- Album cover

Soundtrack album by John Denver and The Muppets
- Released: May 1983
- Genre: Country; folk; soft pop;
- Label: RCA Victor
- Producer: Milton Okun; Barney Wyckoff; John Denver;

John Denver chronology
| Seasons of the Heart (1982) | Rocky Mountain Holiday (1982) | It's About Time (1983) |

= Rocky Mountain Holiday =

1983 album by John Denver

Rocky Mountain Holiday is a television special and a soundtrack album of songs from the special, performed by American singer-songwriter John Denver and The Muppets. The show has Denver playing host to the extended Muppet family; he takes them up into the scenic Rockies for an excursion that includes fishing, hiking, and camping. The soundtrack album was released in May 1983, and the special itself aired May 12, 1983, on ABC. In 1984, the album was nominated for a Grammy Award for Best Album for Children, but lost to Michael Jackson's E.T. the Extra-Terrestrial storybook.

Professional ratings
Review scores
| Source | Rating |
| Allmusic | Star |

== Album track listing ==
1. "Hey Old Pal" – John Denver, Kermit the Frog, Fozzie Bear, and the Cast
2. "Grandma's Feather Bed" – Kermit the Frog and the Cast
3. "She'll Be Coming 'Round the Mountain" – Kermit the Frog, Janice, Sgt.
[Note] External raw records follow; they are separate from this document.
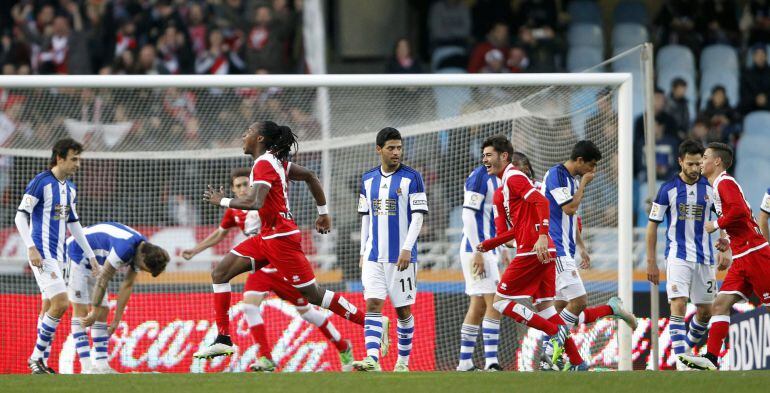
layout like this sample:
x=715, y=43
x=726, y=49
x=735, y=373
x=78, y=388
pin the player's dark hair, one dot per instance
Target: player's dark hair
x=690, y=146
x=239, y=172
x=722, y=151
x=155, y=258
x=62, y=147
x=587, y=150
x=387, y=134
x=521, y=161
x=500, y=143
x=279, y=140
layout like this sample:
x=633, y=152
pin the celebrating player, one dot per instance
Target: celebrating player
x=750, y=268
x=48, y=205
x=264, y=280
x=685, y=202
x=117, y=247
x=392, y=204
x=764, y=215
x=480, y=270
x=530, y=275
x=278, y=242
x=564, y=193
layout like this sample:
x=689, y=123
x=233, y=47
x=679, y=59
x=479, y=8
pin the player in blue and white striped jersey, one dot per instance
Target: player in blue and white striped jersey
x=392, y=204
x=46, y=211
x=117, y=247
x=480, y=270
x=764, y=215
x=685, y=202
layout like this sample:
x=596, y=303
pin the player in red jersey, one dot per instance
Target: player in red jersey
x=530, y=275
x=278, y=242
x=750, y=270
x=265, y=280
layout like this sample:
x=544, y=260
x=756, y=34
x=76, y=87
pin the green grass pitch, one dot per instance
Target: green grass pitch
x=444, y=382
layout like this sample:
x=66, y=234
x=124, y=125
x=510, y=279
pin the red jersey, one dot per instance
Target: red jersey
x=526, y=211
x=276, y=217
x=735, y=216
x=245, y=220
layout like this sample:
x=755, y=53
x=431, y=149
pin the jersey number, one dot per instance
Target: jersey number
x=403, y=284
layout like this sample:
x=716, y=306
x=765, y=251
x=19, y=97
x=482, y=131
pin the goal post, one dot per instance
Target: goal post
x=348, y=111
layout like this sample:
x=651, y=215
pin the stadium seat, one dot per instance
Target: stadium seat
x=630, y=12
x=585, y=34
x=585, y=12
x=580, y=58
x=674, y=57
x=628, y=35
x=713, y=77
x=443, y=54
x=723, y=57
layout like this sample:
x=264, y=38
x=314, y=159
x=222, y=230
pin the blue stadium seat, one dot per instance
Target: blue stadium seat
x=585, y=34
x=712, y=77
x=628, y=35
x=582, y=11
x=723, y=57
x=580, y=58
x=630, y=12
x=674, y=57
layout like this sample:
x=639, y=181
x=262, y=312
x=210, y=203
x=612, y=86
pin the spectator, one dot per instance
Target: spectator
x=678, y=107
x=755, y=82
x=449, y=23
x=497, y=38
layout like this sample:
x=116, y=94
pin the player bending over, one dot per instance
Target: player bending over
x=392, y=203
x=267, y=279
x=46, y=211
x=117, y=247
x=564, y=193
x=278, y=242
x=686, y=201
x=531, y=274
x=750, y=270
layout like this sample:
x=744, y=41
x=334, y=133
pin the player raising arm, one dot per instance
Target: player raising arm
x=278, y=242
x=117, y=247
x=46, y=211
x=750, y=270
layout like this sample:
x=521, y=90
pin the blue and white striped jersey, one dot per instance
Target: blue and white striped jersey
x=686, y=207
x=479, y=194
x=50, y=204
x=112, y=242
x=390, y=200
x=559, y=186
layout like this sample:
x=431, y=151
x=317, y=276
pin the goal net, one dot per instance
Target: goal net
x=153, y=145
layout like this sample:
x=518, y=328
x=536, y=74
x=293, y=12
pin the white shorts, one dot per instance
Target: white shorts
x=50, y=278
x=480, y=285
x=691, y=280
x=81, y=284
x=569, y=285
x=383, y=280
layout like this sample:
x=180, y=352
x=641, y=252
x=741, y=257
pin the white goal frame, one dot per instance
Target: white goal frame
x=623, y=81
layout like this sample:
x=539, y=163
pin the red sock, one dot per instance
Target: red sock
x=342, y=345
x=221, y=306
x=717, y=336
x=536, y=321
x=260, y=337
x=591, y=314
x=340, y=306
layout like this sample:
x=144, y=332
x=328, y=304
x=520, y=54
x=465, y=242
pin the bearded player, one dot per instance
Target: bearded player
x=278, y=242
x=265, y=280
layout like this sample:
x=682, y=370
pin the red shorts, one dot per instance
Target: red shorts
x=748, y=273
x=266, y=280
x=526, y=277
x=284, y=253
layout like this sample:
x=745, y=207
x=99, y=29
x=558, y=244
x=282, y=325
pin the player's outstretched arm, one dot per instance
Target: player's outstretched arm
x=123, y=295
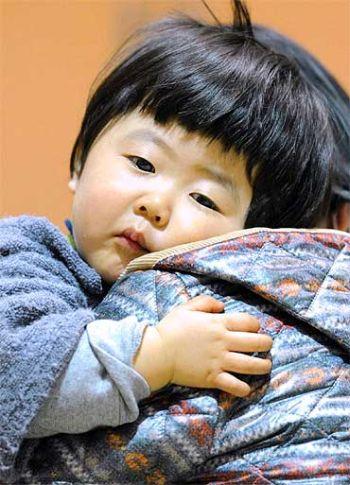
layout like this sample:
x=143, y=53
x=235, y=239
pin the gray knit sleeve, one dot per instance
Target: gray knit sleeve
x=100, y=386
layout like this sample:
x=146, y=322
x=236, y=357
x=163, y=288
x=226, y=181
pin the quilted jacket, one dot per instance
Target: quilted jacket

Floyd Pepper, Scooter, Gonzo the Great, Miss Piggy, and the Cast
4. "Catch Another Butterfly" – John Denver
5. "Down by the Old Mill Stream" John Denver and the Cast
6. "Durango Mountain Caballero" – John Denver
7. "Gone Fishin - John Denver and Floyd Pepper
8. "Medley: Tumbling Tumbleweeds; Happy Trails" – John Denver and Miss Piggy
9. "Poems, Prayers and Promises"- John Denver and the Cast
10. "Take 'em Away" – The Jug Band
11. "Going Camping" – John Denver and the Cast
12. "Home on the Range" – John Denver and Rowlf the Dog
13. "No One Like You" – John Denver

==Plot==
John Denver takes the Muppets camping.

==Cast==
- John Denver as himself
The Muppet performers
- Jim Henson as Kermit the Frog, Rowlf the Dog, Waldorf, and Zeke
- Frank Oz as Miss Piggy, Fozzie Bear, Animal, and Gramps
- Jerry Nelson as Floyd Pepper, Robin the Frog, Camilla the Chicken, and Slim Wilson
- Richard Hunt as Scooter, Janice, Statler, and Bubba
- Dave Goelz as Gonzo the Great, Zoot, and Lubbock Lou
- Steve Whitmire as Rizzo the Rat and the Giant Man-Eating Chicken
- Kathryn Mullen
- Karen Prell

==Home video==
Rocky Mountain Holiday was released by Sony Pictures Entertainment's Columbia TriStar Home Entertainment division on VHS and DVD on August 26, 2003. A scene from the original broadcast in which Denver pilots a plane with Rowlf the Dog to cure the dog of his hiccups was cut for the home video release, out of respect for Denver who died in a plane crash in 1997.